De La Paz,
C’est finalement dans la ville minière d’Oruro, au sud de La Paz, sous la vigilance de centaines de mineurs, que l’Assemblée constituante (AC) a conclu ses travaux, dimanche 9 décembre. Une dernière session houleuse, qui a permis au Mouvement vers le socialisme (MAS) d’Evo Morales et aux 164 constituants présents (sur 255), de faire approuver un texte constitutionnel au contenu conforme à ce qu’attendaient les organisations sociales.
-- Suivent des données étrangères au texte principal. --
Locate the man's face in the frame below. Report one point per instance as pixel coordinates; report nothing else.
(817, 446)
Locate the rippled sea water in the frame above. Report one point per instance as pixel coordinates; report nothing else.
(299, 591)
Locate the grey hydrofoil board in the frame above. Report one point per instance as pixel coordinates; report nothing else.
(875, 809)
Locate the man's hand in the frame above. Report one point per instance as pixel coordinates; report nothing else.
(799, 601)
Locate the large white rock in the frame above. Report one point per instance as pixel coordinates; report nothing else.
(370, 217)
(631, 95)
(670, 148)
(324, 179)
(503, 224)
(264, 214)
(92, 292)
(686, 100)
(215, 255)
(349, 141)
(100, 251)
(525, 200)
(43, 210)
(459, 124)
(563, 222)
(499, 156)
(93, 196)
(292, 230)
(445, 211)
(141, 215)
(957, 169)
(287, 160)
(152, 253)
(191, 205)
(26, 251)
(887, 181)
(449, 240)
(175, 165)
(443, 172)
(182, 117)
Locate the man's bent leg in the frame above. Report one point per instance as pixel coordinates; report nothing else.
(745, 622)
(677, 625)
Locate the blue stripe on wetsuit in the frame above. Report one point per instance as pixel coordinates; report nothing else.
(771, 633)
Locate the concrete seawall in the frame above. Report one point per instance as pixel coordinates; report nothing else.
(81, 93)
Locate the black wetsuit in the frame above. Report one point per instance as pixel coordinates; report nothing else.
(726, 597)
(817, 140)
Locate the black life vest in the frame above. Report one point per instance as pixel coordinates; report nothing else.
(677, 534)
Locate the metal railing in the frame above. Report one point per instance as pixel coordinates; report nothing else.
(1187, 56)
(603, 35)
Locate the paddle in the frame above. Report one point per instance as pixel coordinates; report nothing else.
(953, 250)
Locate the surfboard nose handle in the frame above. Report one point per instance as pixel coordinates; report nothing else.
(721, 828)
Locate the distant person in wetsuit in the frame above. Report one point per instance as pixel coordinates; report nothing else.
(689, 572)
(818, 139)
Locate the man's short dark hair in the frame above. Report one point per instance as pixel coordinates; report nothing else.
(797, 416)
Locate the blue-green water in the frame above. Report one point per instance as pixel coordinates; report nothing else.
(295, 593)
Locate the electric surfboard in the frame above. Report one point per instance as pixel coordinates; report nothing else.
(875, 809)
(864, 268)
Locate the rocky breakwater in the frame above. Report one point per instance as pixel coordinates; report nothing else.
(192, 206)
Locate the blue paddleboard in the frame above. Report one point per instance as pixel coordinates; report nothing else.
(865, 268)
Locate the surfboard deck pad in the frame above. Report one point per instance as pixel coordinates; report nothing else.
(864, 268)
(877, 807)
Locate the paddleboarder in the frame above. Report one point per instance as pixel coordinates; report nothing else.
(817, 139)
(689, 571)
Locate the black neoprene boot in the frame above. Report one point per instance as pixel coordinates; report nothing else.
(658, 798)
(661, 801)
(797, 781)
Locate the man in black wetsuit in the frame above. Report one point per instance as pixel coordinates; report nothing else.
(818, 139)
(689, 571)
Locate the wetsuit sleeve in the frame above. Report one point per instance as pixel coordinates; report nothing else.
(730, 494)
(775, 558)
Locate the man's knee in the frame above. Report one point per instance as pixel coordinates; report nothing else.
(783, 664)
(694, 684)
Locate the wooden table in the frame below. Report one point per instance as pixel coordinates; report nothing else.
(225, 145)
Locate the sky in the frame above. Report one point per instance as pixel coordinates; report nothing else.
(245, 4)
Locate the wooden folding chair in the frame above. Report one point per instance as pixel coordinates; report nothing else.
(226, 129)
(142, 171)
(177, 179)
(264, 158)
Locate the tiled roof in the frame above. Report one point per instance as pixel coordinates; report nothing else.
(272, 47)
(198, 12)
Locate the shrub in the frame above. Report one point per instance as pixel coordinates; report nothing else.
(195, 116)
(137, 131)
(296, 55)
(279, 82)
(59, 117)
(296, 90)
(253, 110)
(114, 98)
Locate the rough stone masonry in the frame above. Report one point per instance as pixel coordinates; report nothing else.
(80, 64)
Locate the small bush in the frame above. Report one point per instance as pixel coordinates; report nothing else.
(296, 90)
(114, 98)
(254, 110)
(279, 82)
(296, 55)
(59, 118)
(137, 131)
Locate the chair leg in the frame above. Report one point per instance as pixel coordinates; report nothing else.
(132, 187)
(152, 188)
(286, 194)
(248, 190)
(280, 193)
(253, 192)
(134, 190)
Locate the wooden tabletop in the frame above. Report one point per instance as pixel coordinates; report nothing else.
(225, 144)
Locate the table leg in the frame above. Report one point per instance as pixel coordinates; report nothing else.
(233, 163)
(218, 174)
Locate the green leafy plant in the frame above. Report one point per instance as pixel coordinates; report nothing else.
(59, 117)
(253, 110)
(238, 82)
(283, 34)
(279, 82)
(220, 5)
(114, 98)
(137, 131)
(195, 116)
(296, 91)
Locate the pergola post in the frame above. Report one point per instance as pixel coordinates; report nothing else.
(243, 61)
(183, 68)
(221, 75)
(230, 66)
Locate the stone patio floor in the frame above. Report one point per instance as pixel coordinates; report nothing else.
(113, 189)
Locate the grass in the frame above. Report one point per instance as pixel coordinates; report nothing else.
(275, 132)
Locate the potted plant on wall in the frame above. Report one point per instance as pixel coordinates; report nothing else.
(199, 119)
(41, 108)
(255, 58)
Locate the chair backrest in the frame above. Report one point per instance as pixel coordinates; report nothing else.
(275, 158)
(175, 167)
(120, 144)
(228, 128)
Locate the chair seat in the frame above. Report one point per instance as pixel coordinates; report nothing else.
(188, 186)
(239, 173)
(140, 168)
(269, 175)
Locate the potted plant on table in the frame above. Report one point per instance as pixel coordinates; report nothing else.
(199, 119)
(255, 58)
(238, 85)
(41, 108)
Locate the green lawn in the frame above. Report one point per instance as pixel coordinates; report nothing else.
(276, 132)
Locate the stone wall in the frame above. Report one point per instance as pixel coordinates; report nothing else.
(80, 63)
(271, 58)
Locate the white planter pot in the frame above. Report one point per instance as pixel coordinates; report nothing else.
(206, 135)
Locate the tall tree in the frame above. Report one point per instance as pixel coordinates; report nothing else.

Ainsi, toute privatisation de ressources naturelles est érigée en « trahison à la patrie », tandis que la propriété privée est respectée « dans la mesure où celle-ci ne porte pas préjudice à l’intérêt collectif ». L’autonomie des départements – exigées par les élites de l’est du pays – sera reconnue, mais au même titre que les autonomies indigènes revendiquées par les mouvements paysans. Le texte comporte une série d’avancées, saluées par les syndicats paysans comme par la Centrale ouvrière bolivienne (COB), pour qui « le pays cessera d’être néolibéral ». Seul l’article relatif à la question de la terre n’a pas débouché sur un consensus et sera soumis à un référendum intermédiaire, avant que l’ensemble du texte ne soit lui-même l’objet d’une nouvelle consultation, probablement en mai 2008.
Seule surprise majeure dans ce texte, la possibilité de réélection indéfinie du président est réduite à une simple réélection. Plus qu’un réajustement consécutif à la défaite de Chavez au Venezuela, le week-end précédent, il semble que cette concession ait permis le retour du parti de centre droit, Unité nationale (UN), dans l’enceinte de l’Assemblée. Contrairement au reste de l’opposition, l’UN a décidé d’approuver le texte constitutionnel, son leader, l’entrepreneur Samuel Doria Medina, indiquant même qu’« en dépit des désaccords, il [fallait] respecter le souhait de la majorité des Boliviens », appelant ainsi Podemos (droite) et le Comité civique de Santa Cruz à assumer leur défaite électorale.
Bien sûr, ces derniers n’ont pas tardé à dénoncer la validité de la dernière session plénière, accusant le MAS de passage en force, tel le maire de Santa Cruz, Percy Fernandez, qui faisait, dimanche 9 décembre au soir, une déclaration aux relents racistes : « Dans ce pays, bientôt, il faudra se peindre et se mettre des plumes pour exister ! » À l’évidence, cette droite composite, alliant les secteurs sociaux les plus conservateurs du pays aux élites économiques de Santa Cruz, est toujours tentée par la politique du pire, et elle voudra sans doute mobiliser, une dernière fois, ses bases afin de retirer toute légitimité au processus constituant. Une nouvelle épreuve de feu pour la « révolution démocratique et culturelle » défendue par le MAS, qui a besoin du soutien sans faille des mouvements de solidarité avec l’Amérique latine.
UN SOUTIEN IMPRÉVU
L’Organisation des États américains (OEA) a apporté son soutien au gouvernement Morales. Au vu de son histoire, il est difficile de soupçonner l’OEA, entité créée en 1948 sous le regard bienveillant des États-Unis, de sympathie envers les projets de transformation sociale promus par les gouvernements du Venezuela, de l’Équateur ou de la Bolivie. Pourtant, c’est bien son secrétaire général, le Chilien José Miguel Insulza qui, le dimanche 9 décembre, a salué les efforts du gouvernement pour promouvoir des changements sociaux profonds en Bolivie, par le biais de l’Assemblée constituante. À cette occasion, il a dénoncé « l’attitude peu démocratique des forces politiques conservatrices […] qui éprouvent encore une grande nostalgie pour un passé fait d’autoritarisme ». Des déclarations bienvenues, alors que les accusations de « totalitarisme » à l’encontre d’Evo Morales vont probablement pleuvoir dans une grande partie de la presse française et internationale.